For much of my life, I’ve tried to belong . . . somewhere. There was this deeper fear, that when it came down to it, I wouldn’t belong anywhere. So, I attempted to fit in everywhere . . . the popular group in high school, the swim team, various clubs, the “little sisters” of a fraternity in college, the choir for Sunday services. The singer-types on the worship team as a new wife.
But I couldn’t find my fit. I would reach out, but others wouldn’t reach back. And it only stepped on my childhood rejection wound.
In my mid-thirties, as I hit yet another blockade in the friendship-building/belonging department, I finally heard the words God was trying to speak through my thick skull.
“Be still and know that I am God.
Be still and seek Me to know your identity, for belonging.

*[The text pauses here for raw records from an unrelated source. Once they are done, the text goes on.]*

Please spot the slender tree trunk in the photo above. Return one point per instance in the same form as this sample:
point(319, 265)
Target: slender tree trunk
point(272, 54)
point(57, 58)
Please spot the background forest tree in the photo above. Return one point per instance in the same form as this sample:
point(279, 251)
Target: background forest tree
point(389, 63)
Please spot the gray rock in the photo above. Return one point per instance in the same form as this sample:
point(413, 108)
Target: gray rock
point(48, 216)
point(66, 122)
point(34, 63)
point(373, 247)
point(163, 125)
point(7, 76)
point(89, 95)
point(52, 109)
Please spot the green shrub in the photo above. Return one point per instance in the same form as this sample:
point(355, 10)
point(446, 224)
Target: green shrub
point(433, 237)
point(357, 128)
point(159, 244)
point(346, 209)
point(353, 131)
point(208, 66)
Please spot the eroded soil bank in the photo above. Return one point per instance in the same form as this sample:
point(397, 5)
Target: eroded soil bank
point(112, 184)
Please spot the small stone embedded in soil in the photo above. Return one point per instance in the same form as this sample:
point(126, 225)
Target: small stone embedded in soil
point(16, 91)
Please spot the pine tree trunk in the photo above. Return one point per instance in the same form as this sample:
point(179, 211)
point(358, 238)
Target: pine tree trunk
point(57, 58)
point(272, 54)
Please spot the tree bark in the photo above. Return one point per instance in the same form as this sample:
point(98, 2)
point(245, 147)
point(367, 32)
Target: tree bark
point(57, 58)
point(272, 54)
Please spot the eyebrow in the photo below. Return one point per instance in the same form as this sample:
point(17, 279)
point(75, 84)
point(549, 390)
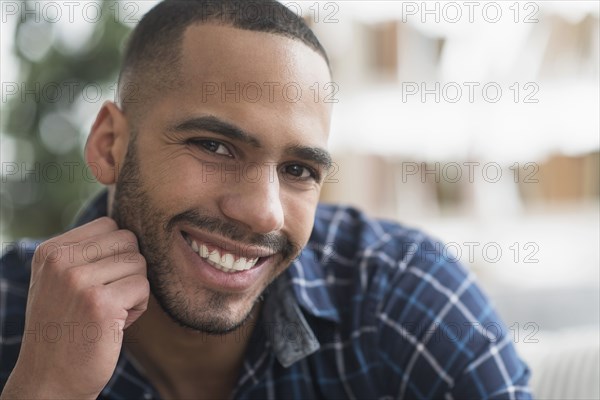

Let Me be enough for you.”
Those were some of the hardest words He’s spoken to me. I had allowed the fear of rejection—and the fear that I couldn’t connect with anyone—to drive me to try so hard to connect with everyone that I left no room to authentically connect with my Father.
I look back now and see that those places were not where I belonged. God had a perfect-for-me place, but I had to stop trying to make belonging happen on my own and start being still, trusting Him.
In time, as I learned to yield this craving to the Lord, He ministered to the broken places in my heart. He began healing a decades-old wound that still festered.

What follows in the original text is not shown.